If we kept the original formats for periods or NA values, it would be difficult to, for example, represent time series on a chart, because each format would have to be handled separately.

The best place to do this normalization is in the fetcher, because it has the knowledge of the provider source data, and can be adapted to each provider.

Conceptual model

We first present a conceptual model of the main DBnomics concepts and their relationships:

flowchart LR
    Provider -->|has many| Dataset
    Dataset -->|has many| Series
    Series -->|has many| Observation

Note

This diagram is a conceptual model, meant as a mental model of the main DBnomics concepts and their relationships.

It does not reflect the actual implementation or describe the in-memory representation used by DBnomics or by dbnomics_toolbox.model. The subsections below describe the conceptual model.

Provider

  • code: to have an URL well defined, a provider MUST have a code (example)

Dataset

  • code: to have an URL well defined, a dataset MUST have a code (example)

Dataset dimensions

  • different for all datasets, not harmonized

Dataset releases

Sometimes providers publish datasets with releases.

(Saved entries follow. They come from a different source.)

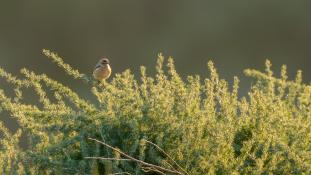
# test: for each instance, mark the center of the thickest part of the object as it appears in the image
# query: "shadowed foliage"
(201, 123)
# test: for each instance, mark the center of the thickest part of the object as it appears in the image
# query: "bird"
(102, 70)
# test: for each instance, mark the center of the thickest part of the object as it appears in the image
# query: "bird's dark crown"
(104, 61)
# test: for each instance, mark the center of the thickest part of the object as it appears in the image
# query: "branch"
(161, 150)
(152, 166)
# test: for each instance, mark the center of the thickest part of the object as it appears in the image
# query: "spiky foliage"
(201, 123)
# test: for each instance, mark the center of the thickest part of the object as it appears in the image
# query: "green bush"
(202, 124)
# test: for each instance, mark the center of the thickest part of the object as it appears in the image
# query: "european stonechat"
(102, 70)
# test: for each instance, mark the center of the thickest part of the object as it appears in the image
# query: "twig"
(159, 168)
(160, 149)
(104, 158)
(121, 173)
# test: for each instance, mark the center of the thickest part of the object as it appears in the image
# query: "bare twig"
(104, 158)
(121, 173)
(161, 150)
(152, 166)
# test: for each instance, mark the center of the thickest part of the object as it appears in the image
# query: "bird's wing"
(97, 66)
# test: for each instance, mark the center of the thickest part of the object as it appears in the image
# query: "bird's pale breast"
(102, 72)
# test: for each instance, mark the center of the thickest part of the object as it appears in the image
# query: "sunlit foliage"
(202, 123)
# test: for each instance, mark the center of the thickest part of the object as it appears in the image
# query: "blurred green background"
(235, 34)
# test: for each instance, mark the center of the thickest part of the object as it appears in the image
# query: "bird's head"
(104, 61)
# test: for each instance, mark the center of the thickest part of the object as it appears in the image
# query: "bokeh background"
(234, 34)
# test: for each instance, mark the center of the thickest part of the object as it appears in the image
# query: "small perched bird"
(102, 70)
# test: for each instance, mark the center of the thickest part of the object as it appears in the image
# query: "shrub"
(201, 124)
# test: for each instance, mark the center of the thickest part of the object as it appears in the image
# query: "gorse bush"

In DBnomics each dataset release is a regular dataset named after the pattern {dataset_code}:{release_code}.

For example, IMF provides WEO every 6 months (e.g. 2019-04, 2019-10, 2020-04, etc.). DBnomics datasets would be named WEO:2019-04, WEO:2019-10, WEO:2020-04, etc.

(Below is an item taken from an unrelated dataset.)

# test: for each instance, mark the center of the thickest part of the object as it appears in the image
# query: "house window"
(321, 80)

The release code latest is reserved for accessing the latest release of a dataset. This is featured in the DBnomics website, the Web API, and all the DBnomics clients as long as they follow HTTP redirections.

See also: dataset releases.

Series

  • code: to have an URL well defined, a series MUST have a code (example)
  • name: SHOULD be unique
  • dimensions: a set of key-value pairs like `FREQ => A, REF_AREA => FR, etc.)
  • observations: a list of observations (see below)

Duplicate series names

Some providers give the same names to many series. DBnomics data model tolerates this, even if it's not recommended.

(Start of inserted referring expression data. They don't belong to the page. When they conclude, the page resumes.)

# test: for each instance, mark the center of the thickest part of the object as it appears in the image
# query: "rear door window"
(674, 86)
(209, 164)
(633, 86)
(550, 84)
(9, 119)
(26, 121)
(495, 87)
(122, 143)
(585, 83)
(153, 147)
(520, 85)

In this case, the user will always be able to distinguish those time series by looking at their code or dimensions.

Series without code

Some providers don't give codes to series, but only dimensions (e.g. {"FREQ": "A", "REF_AREA": "FR"}). In this case, as the series code is required in the data model of DBnomics, it can be generated from the dimensions (e.g. A.FR).

This does not mean that the series codes must be generated from dimensions: some providers give arbitrary codes to series, that do not correspond to dimensions (e.g. SERIES_137).

However, building the series codes from dimensions is a common practice among providers, and is recommended as it makes them easier to understand and more stable over time.

Observation

An observation is a pair of period and value, like {"period": "2020-01", "value": 123.45}.

It can also have attributes: a set of key-value pairs (e.g. {"unit": "USD", "status": "final"}).

Period

The period format is normalized from provider source data:

  • YYYY for years
  • YYYY-MM for months (e.g. 2000-01, 2000-11)
  • YYYY-MM-DD for days (MUST be padded for MM and DD)
  • YYYY-Q[1-4] for year quarters
  • example: 2018-Q1 represents jan to mar 2018, and 2018-Q4 represents oct to dec 2018
  • YYYY-S[1-2] for year semesters (aka bi-annual, semi-annual)
  • example: 2018-S1 represents jan to jun 2018, and 2018-S2 represents jul to dec 2018
  • YYYY-B[1-6] for pairs of months (aka bi-monthly)
  • example: 2018-B1 represents jan + feb 2018, and 2018-B6 represents nov + dec 2018
  • YYYY-W[01-53] for year weeks (MUST be padded)